Scientists introduced human colon cancer cells and lymphoma into rats. They found that inhibiting specific protein structures that feed the tumor causes its death.
At the moment, researchers already have ready-made medications that suppress such a protein structure as ATF4. World medicine has every chance to soon receive innovative antitumor agents that can selectively suppress the development of malignant cells.
Leading specialist of the scientific work Dr. Koumenis assured that scientists are going in the right direction and will soon be able to completely stop the growth of neoplasms without the possibility of tumor relapse. Moreover, there is confidence that the discovered "weak spot" is relevant to many oncological pathologies.
A huge number of cellular structures in the human body die every day just to protect other cells from potential dangers. At the same time, a cancerous tumor ignores this behavior of the immune defense. How to force a neoplasm to self-destruct? This question has troubled scientists for a long time. And only now the team, accompanied by Dr. Koumenis, has achieved a result by connecting to ATF4 in the structures of the intestine, breast and human lymphoma and rats with induced lymphoma. It was discovered that ATF4 is responsible for the entire biochemical direction, functioning simultaneously with the gene. If this direction is stopped, the malignant cells will produce a large amount of protein and die.
When the scientists managed to “switch off” ATF4 in tumors and rats, it was discovered that the pathological cells continued to accumulate the protein substance 4E-BP and subsequently died as a result of stress. A similar mechanism “worked” in inhibiting the development of lymphoma and colon cancer in animals. In human tumors caused by mutational changes in MYC, an increase in the expression of ATF4 and 4E-BP is also noted. Dr. Koumenis points to the involvement of this fact in the supposed success of the discovery.

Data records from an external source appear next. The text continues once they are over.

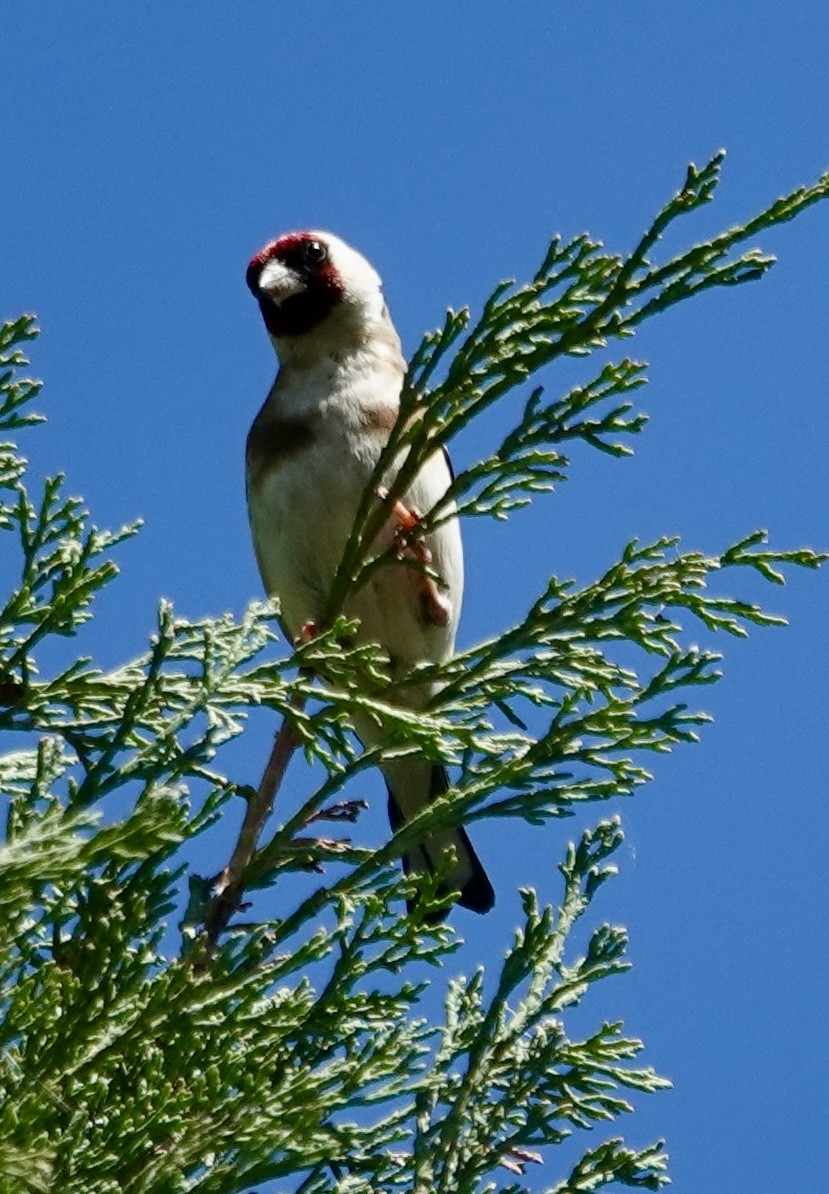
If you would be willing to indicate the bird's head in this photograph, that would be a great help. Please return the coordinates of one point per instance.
(308, 282)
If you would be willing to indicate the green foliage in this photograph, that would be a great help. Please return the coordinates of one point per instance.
(296, 1050)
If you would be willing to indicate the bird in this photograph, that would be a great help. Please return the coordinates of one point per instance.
(309, 455)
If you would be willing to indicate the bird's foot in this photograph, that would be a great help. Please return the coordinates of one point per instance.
(436, 608)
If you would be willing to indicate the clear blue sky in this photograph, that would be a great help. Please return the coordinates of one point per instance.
(151, 148)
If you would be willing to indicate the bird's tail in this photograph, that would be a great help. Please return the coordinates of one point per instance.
(467, 876)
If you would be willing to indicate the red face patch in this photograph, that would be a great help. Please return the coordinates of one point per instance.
(307, 257)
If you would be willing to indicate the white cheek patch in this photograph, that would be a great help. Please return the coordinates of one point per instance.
(278, 281)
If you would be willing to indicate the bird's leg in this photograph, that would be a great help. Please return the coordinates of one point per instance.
(435, 607)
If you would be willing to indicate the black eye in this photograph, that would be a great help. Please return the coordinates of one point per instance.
(315, 252)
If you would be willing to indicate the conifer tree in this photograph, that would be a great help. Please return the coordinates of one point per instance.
(233, 1051)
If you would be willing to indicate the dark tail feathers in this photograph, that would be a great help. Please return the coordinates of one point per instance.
(477, 893)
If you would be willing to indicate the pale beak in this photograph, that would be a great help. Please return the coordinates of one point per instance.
(278, 282)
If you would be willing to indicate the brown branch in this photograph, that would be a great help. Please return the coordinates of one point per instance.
(229, 884)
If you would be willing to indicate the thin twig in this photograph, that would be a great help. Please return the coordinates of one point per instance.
(229, 885)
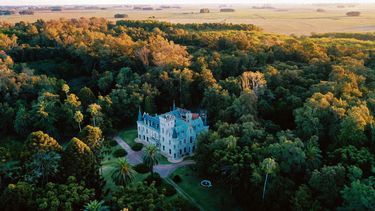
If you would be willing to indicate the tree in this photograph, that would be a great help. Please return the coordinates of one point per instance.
(96, 206)
(86, 96)
(42, 166)
(289, 154)
(94, 110)
(39, 142)
(105, 81)
(150, 157)
(78, 117)
(71, 195)
(78, 160)
(92, 137)
(269, 166)
(17, 197)
(122, 173)
(166, 53)
(22, 123)
(327, 183)
(254, 81)
(359, 196)
(65, 88)
(304, 200)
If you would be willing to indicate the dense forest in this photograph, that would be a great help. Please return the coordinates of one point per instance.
(291, 118)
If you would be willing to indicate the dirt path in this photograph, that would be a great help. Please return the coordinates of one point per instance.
(135, 158)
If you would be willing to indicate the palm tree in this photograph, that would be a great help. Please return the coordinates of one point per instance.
(94, 110)
(78, 117)
(150, 157)
(96, 206)
(122, 173)
(66, 89)
(268, 166)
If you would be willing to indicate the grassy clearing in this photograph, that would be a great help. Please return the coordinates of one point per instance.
(129, 135)
(214, 198)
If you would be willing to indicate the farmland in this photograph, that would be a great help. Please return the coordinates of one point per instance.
(284, 19)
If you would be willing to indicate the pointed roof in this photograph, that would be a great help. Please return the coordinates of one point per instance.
(139, 114)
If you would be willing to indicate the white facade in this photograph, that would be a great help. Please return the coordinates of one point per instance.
(174, 133)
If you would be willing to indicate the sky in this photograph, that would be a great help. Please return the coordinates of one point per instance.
(75, 2)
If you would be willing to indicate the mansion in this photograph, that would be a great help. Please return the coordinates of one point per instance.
(174, 133)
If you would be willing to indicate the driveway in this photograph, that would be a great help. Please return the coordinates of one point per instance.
(135, 158)
(167, 169)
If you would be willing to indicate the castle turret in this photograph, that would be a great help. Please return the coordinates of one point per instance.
(140, 114)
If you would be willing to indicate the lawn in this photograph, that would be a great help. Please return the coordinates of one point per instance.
(214, 198)
(129, 135)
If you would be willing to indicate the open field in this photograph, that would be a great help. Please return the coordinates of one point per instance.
(285, 19)
(214, 198)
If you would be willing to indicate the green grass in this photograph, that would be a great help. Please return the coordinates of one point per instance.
(214, 198)
(163, 160)
(129, 135)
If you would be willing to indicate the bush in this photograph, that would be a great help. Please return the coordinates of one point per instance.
(112, 143)
(119, 153)
(137, 146)
(154, 178)
(177, 179)
(169, 189)
(141, 168)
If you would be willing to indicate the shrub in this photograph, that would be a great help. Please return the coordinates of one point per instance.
(137, 146)
(169, 189)
(113, 143)
(154, 178)
(177, 179)
(141, 168)
(119, 153)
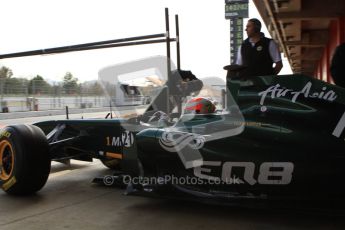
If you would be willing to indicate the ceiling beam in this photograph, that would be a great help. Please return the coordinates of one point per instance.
(305, 44)
(305, 15)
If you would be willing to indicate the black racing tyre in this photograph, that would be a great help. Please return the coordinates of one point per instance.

Medicines that inhibit the biological synthesis of ATF4 (stands for activating transcription factor 4) are not new; they are produced by pharmaceutical companies and are used to treat many pathologies, including Alzheimer's and Parkinson'sdiseases.
According to the research results, the impact on ATF4 is effective in relation to MYC-dependent neoplasms. Experiments are currently being conducted to determine the possible side effects of such treatment in cancer patients.
The results of the scientific work were published in Sciencedaily.